Le libre-échange a longtemps été pensé comme un rempart contre les conflits armés. Montesquieu n’affirmait-il pas que « l’effet naturel du commerce est de porter à la paix » ? En 50 ans, le libéralisme a cependant produit tellement d’exclus, de perdants et de dégâts environnementaux, qu’il a réussi à détruire le tissu social et la matrice écologique dans lequel il est inséré. L’humanité aura ainsi échappé (provisoirement) à la guerre conventionnelle entre Etats pour mieux tomber dans le péril de la guerre civile et du cataclysme écologique.
Il devient urgent d’abandonner la défense du pouvoir d’achat, qui est le prétexte au nom duquel on nous inflige toujours plus d’ouverture des marchés. Le remède prescrit ne fait, en réalité, qu’aggraver les symptômes. Car des prix plus bas, c’est moins de salaires et moins d’investissement, donc moins de demande globale. Et moins de demande, c’est plus d’injection de liquidités de la part des banques centrales pour relancer l’activité, et donc des prix immobiliers toujours plus élevés. Une des conséquences directes de ce cocktail explosif est l’envolée du nombre des mal-logés et sans abris. Ils seraient 3 millions en France et 14 millions aux Etats-Unis.
Il y a un véritable aveuglement à ne pas tirer les conclusions de cette divergence entre les indicateurs de bien-être les plus élémentaires, y compris au sein des pays émergents dont on nous vante l’enrichissement, et la hausse continue des richesses produites dans le monde. Toutes les excuses sont bonnes pour préserver le postulat de la supériorité des marchés dans l’allocation efficace du capital et la maximisation de la satisfaction de chacun. La plus dangereuse d’entre elles consiste à expliquer les vicissitudes actuelles par l’existence d’entraves résiduelles à leur bon fonctionnement.

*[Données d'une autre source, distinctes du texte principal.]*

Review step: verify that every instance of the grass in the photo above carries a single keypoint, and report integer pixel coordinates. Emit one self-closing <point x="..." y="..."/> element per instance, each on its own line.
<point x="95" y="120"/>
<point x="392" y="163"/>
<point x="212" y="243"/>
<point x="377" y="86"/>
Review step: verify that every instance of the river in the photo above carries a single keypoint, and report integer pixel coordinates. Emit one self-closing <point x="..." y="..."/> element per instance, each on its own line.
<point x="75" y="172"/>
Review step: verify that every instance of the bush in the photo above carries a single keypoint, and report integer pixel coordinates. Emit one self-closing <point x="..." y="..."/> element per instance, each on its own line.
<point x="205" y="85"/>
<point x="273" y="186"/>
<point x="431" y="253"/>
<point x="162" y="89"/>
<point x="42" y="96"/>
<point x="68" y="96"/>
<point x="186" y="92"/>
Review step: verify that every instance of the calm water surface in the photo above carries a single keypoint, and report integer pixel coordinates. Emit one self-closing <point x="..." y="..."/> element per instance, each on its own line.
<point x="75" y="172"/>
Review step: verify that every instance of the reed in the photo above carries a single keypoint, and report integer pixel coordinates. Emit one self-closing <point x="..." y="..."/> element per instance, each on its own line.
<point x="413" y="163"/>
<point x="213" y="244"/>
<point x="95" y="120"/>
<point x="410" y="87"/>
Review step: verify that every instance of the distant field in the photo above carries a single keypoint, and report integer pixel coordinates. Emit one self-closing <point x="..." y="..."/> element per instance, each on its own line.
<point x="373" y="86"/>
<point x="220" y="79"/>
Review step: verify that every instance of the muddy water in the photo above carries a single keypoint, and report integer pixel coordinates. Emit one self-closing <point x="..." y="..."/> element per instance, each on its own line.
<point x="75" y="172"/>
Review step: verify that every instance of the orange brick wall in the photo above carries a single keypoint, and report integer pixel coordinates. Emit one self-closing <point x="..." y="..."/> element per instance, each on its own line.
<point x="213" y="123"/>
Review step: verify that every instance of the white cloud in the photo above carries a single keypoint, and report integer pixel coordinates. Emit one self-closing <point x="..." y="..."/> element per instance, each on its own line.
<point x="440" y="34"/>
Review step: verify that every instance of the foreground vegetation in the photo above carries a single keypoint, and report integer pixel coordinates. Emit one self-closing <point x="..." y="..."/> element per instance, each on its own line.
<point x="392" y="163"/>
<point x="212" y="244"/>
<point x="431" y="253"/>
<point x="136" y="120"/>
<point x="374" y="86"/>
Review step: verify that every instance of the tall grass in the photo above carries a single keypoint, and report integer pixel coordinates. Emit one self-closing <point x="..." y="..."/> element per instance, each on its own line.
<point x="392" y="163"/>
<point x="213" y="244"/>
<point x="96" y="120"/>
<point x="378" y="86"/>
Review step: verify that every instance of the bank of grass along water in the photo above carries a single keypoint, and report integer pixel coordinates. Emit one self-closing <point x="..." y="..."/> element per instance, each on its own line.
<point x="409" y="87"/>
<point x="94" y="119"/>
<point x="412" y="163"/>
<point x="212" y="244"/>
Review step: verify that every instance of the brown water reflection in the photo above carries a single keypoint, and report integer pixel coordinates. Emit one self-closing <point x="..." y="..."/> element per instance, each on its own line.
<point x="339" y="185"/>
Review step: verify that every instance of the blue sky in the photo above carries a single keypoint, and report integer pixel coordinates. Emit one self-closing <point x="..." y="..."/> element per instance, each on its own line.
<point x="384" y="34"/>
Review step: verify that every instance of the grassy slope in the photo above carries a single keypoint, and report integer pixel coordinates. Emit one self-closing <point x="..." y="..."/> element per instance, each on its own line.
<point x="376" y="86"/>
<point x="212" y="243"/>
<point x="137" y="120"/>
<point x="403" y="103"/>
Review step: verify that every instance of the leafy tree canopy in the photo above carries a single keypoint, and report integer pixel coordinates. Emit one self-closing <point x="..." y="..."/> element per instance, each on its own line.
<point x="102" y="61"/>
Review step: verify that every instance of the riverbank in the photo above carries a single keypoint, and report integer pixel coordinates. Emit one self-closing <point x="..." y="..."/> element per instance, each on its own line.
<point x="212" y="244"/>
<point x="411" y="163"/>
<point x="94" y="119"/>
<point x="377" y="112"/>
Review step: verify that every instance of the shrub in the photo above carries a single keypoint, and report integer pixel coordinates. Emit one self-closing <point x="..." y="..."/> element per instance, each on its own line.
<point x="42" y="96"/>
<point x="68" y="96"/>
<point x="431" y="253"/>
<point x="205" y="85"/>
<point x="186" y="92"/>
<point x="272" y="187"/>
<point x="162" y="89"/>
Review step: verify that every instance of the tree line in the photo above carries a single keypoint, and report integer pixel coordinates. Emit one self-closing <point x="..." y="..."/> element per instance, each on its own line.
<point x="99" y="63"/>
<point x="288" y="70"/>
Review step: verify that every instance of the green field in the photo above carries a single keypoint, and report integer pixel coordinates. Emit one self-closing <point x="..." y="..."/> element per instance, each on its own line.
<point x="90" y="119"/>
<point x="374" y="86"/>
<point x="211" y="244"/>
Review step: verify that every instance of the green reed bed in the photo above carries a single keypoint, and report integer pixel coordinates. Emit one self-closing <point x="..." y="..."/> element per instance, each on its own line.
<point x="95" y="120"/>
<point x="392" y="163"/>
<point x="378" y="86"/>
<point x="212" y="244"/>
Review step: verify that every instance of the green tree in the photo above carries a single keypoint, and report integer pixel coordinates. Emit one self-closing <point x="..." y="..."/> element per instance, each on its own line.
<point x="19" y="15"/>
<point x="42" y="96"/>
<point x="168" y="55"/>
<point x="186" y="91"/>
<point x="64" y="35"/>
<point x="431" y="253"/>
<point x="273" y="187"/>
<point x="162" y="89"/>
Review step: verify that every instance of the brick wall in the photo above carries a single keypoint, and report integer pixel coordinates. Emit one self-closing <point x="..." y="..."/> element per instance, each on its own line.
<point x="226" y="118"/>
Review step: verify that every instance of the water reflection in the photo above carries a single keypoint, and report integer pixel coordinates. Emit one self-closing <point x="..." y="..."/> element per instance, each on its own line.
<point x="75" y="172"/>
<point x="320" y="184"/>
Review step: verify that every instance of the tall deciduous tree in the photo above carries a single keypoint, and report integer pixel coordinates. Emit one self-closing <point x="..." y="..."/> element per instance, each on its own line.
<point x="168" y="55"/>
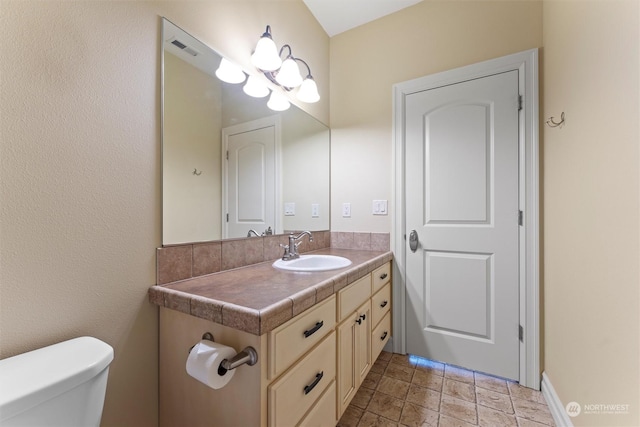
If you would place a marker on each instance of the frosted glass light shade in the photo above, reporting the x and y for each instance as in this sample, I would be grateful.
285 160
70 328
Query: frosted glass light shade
278 102
266 55
230 72
308 91
289 74
255 88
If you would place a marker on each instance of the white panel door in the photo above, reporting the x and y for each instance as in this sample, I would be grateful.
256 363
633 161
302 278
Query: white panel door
250 182
462 201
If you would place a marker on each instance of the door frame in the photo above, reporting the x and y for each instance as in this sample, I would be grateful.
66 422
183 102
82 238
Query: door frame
527 64
249 126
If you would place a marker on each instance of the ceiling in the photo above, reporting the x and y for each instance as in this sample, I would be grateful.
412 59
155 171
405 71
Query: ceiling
337 16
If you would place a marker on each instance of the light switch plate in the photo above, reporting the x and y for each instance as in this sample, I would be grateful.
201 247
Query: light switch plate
346 210
379 207
289 209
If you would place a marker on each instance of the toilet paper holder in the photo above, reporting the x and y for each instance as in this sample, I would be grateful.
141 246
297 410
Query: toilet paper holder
247 356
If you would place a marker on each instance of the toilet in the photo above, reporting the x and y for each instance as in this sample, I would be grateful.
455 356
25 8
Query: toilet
60 385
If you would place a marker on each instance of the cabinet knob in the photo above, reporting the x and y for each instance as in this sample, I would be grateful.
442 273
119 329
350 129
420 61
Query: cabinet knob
313 330
308 388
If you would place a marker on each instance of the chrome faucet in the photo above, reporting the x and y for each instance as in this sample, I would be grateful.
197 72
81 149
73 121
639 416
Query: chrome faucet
291 250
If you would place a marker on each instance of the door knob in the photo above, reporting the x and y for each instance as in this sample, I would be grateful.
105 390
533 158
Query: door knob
413 240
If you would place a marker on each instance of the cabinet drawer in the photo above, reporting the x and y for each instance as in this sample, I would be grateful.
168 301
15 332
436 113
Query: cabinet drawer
380 336
323 413
351 297
380 304
291 396
290 341
381 276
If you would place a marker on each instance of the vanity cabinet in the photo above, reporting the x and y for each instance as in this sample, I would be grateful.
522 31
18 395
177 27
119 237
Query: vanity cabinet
380 310
308 370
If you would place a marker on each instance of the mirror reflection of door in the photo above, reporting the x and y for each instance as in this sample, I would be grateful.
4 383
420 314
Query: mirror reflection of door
250 178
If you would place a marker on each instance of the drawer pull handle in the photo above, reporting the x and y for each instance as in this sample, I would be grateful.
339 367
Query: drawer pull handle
308 388
313 330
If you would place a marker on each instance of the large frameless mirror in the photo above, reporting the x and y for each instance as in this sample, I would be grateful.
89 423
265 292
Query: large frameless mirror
230 165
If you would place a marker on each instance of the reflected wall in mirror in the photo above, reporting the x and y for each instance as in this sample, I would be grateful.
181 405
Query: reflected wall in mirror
229 163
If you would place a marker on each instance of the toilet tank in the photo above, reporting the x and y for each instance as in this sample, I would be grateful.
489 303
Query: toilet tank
60 385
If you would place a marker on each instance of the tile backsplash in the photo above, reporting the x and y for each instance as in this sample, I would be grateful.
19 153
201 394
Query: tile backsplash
182 262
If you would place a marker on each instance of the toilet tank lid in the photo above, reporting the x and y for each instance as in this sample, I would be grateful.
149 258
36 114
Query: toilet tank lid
28 379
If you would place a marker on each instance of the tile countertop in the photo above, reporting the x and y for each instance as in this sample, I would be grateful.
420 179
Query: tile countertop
258 298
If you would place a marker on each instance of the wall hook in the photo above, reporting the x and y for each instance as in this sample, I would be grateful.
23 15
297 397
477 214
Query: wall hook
553 124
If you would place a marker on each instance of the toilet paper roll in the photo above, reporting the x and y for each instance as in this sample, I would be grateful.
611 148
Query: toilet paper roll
204 360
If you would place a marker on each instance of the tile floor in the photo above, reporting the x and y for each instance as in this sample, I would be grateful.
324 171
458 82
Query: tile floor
409 391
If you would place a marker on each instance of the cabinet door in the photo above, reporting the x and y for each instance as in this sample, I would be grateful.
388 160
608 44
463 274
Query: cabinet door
346 373
363 341
354 354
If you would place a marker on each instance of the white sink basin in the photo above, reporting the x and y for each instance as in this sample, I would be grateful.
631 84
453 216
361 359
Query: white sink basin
313 263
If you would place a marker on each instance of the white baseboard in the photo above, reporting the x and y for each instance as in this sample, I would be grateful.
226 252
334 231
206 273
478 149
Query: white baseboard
560 416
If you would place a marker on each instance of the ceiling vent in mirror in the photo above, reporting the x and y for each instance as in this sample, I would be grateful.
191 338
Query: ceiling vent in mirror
183 47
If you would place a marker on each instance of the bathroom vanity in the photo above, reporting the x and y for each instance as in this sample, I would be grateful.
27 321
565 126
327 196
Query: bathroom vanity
316 335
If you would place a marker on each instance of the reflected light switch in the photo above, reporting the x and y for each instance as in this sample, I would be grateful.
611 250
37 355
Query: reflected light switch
289 209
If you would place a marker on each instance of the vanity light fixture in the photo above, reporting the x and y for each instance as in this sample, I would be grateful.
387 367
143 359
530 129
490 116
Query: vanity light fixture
285 74
230 72
278 102
255 88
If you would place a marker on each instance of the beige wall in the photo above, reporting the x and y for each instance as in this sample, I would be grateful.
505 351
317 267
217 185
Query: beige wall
429 37
590 168
80 169
591 205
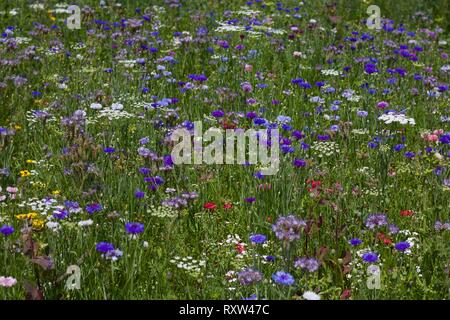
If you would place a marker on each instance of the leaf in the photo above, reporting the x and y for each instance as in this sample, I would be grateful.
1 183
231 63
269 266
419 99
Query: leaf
347 258
335 19
322 252
45 262
32 292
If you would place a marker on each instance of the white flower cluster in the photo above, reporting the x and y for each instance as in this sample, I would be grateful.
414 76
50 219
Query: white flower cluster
325 148
189 264
114 114
391 117
43 206
162 212
330 72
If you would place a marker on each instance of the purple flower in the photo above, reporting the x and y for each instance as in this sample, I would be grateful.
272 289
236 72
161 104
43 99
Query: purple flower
370 257
445 139
409 154
250 200
134 227
6 230
139 194
355 242
299 163
376 220
258 238
249 276
93 207
109 150
104 247
370 68
217 113
60 214
402 246
309 264
288 228
283 278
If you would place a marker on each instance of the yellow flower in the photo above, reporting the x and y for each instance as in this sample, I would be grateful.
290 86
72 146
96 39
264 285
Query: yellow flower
38 224
25 173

Il est temps que les gouvernements et les institutions internationales substituent à la défense du pouvoir d’achat, et à la voracité érigée en système, l’objectif de défense du pouvoir de gagner honorablement sa vie! Avec l’interdépendance des économies, plus aucun Etat n’a son destin en main et ne peut apporter des solutions simples à des problèmes complexes. Chaque mesure prise isolément pour améliorer le sort d’un pays particulier peut avoir des effets pervers en retour dramatiques sur les autres. A l’image de l’OPEP, il nous faudrait une concertation internationale pour construire un nouvel ordre économique mondial autour de la question du juste prix : le prix qui préserve l’emploi, les ressources naturelles et qui assure des conditions de vie décentes à la population mondiale.